The S&P 500, a barometer for the top 500 US stocks, was up 2.3 percent at 3,071, after Thursday’s 6 percent dip. The tech-heavy Nasdaq Composite gained 2.2 percent to hover at 9,701, rebounding from the previous session’s 5 percent loss.
“As if it wasn't already clear that we're living through extraordinary times - and markets - investors are piling back into stocks after yesterday's plunge,” Craig Erlam at New York brokerage OANDA said in a note to the company’s clients, shared with Sputnik. “Today's rebound is being perceived as a ‘buy the dip’ opportunity.”
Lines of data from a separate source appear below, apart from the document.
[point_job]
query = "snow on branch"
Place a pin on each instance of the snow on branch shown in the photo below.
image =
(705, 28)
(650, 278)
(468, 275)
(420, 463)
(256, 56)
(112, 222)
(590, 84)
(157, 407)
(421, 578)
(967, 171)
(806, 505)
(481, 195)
Stocks crashed on Thursday as total US Covid-19 cases topped 2 million, with a jump in infections reported in at least five states — New Mexico, Oregon, Florida, Texas, and Arizona — after five weeks of declines across the country. The potential for a second wave of infections from the virus prompted fears there could be another partial shutdown at least of the US economy, which was mostly closed in March and April.
With Friday’s rebound, the Dow remains 10 percent lower on the year while the S&P500 is off 5 percent. Only the Nasdaq is in positive territory for 2020, with a near 8 percent gain.